981 resultados para Hydrological stations
Resumo:
The impact of charcoal production on soil hydraulic properties, runoff response and erosion susceptibility were studied in both field and simulation experiments. Core and composite samples, from 12 randomly selected sites within the catchment of Kotokosu were taken from the 0-10 cm layer of a charcoal site soil (CSS) and adjacent field soils (AFS). These samples were used to determine saturated hydraulic conductivity (Ksat), bulk density, total porosity, soil texture and color. Infiltration, surface albedo and soil surface temperature were also measured in both CSS and AFS. Measured properties were used as entries in a rainfall runoff simulation experiment on a smooth (5 % slope) plot of 25 x 25 m grids with 10 cm resolutions. Typical rainfall intensities of the study watershed (high, moderate and low) were applied to five different combinations of Ks distributions that could be expected in this landscape. The results showed significantly (p < 0.01) higher flow characteristics of the soil under charcoal kilns (increase of 88 %).
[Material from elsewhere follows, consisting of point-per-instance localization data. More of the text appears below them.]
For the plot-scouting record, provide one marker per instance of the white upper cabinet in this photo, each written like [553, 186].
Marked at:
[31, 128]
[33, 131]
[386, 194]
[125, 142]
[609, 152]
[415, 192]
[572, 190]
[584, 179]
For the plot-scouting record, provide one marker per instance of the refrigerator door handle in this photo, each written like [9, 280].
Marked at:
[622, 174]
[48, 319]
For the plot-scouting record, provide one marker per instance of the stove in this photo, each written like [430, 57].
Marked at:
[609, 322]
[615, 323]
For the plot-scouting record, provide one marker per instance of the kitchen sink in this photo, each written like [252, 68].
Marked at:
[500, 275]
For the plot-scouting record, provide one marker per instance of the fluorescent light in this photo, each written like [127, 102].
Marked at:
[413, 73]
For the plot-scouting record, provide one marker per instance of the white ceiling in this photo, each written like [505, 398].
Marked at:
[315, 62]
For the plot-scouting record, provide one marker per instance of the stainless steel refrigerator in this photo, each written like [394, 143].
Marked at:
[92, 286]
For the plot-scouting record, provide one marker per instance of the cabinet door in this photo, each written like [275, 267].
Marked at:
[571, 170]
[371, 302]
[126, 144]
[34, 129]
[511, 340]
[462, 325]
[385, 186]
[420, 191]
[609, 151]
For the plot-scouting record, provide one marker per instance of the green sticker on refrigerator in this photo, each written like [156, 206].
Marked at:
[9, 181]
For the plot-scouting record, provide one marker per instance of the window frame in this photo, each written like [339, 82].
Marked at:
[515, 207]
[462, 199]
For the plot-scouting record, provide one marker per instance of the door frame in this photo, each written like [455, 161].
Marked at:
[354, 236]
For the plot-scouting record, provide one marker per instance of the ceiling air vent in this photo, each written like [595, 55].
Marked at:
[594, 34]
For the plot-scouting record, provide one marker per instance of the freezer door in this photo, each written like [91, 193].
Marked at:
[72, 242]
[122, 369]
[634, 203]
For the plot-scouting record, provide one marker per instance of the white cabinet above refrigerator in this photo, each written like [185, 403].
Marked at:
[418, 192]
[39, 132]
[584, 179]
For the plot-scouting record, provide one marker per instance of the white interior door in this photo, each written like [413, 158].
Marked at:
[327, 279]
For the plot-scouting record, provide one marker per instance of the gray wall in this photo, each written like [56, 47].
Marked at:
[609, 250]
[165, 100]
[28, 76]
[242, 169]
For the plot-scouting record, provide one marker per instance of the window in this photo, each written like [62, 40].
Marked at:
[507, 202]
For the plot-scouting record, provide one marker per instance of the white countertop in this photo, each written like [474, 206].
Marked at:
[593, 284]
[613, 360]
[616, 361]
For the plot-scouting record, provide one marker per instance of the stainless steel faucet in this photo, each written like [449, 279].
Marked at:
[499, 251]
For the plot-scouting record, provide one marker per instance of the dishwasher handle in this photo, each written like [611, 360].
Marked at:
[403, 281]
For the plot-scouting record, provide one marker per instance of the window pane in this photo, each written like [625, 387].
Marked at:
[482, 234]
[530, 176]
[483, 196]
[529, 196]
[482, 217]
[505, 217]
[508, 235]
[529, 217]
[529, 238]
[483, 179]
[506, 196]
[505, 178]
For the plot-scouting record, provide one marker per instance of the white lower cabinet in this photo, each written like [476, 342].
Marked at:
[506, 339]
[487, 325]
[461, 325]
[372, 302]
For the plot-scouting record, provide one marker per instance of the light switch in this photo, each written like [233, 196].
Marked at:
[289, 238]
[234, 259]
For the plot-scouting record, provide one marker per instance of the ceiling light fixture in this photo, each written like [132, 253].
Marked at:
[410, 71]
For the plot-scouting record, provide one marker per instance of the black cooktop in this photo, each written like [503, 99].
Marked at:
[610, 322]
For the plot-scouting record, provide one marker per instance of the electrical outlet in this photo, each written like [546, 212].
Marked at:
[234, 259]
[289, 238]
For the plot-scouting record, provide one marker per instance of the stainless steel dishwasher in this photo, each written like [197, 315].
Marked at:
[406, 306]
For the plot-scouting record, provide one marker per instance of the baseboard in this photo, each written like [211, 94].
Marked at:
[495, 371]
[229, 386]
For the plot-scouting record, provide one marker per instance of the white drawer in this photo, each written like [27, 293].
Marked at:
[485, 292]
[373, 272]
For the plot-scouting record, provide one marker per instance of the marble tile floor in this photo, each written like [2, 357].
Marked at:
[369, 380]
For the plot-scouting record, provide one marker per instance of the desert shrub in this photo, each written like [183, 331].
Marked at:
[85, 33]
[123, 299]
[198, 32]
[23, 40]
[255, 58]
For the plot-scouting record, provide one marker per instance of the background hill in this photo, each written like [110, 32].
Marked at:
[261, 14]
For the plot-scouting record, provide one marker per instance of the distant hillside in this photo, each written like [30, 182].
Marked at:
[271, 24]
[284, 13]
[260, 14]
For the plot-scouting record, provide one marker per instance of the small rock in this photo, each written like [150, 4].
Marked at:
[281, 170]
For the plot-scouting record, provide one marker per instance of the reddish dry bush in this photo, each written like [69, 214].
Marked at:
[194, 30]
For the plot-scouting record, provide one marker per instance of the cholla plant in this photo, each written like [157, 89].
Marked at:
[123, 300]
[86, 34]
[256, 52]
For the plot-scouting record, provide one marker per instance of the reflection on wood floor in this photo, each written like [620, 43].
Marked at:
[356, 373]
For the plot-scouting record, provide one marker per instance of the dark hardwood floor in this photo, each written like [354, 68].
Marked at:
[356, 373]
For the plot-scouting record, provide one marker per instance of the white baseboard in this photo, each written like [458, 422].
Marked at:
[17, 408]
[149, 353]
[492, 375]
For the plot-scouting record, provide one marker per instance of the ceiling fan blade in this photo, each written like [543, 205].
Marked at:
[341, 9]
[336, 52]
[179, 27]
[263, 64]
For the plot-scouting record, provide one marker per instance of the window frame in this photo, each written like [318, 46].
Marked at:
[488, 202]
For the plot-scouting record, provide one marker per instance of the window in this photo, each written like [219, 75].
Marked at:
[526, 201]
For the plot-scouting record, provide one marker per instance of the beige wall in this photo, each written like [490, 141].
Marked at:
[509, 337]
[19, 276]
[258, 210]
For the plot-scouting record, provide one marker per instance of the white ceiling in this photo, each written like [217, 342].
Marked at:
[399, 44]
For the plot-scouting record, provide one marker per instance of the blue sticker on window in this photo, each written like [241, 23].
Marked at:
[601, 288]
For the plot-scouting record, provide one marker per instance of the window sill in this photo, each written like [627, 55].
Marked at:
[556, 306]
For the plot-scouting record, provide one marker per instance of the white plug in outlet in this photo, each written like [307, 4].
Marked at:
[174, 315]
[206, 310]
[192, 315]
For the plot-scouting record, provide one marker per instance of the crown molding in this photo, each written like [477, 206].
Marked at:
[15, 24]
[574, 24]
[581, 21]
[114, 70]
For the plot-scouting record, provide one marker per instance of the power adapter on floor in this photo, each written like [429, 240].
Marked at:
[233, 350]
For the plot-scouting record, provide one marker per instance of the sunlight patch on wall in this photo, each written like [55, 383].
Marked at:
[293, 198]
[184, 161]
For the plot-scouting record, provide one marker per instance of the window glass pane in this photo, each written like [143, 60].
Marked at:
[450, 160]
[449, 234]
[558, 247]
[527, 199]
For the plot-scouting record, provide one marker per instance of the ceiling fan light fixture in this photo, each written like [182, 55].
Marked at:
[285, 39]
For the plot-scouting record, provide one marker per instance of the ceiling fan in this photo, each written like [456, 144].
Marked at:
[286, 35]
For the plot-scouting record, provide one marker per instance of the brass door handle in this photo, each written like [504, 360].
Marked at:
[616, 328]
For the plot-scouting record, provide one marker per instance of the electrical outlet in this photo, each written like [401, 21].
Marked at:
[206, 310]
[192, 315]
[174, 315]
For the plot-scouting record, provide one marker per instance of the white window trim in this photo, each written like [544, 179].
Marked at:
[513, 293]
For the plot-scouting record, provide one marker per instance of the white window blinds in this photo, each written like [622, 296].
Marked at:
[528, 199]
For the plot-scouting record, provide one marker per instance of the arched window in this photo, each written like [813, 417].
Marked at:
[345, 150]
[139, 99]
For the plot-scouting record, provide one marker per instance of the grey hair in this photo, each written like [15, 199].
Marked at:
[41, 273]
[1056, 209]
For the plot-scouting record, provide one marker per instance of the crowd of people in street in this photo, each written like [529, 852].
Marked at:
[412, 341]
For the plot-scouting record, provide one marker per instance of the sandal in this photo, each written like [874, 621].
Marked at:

Infiltration was enhanced and runoff volume reduced significantly. The results showed runoff reduction of about 37 and 18 %, and runoff coefficient ranging from 0.47-0.75 and 0.04-0.39 or simulation based on high (200 mm h-1) and moderate (100 mm h-1) rainfall events over the CSS and AFS areas, respectively. Other potential impacts of charcoal production on watershed hydrology were described. The results presented, together with watershed measurements, when available, are expected to enhance understanding of the hydrological responses of ecosystems to indiscriminate charcoal production and related activities in this region.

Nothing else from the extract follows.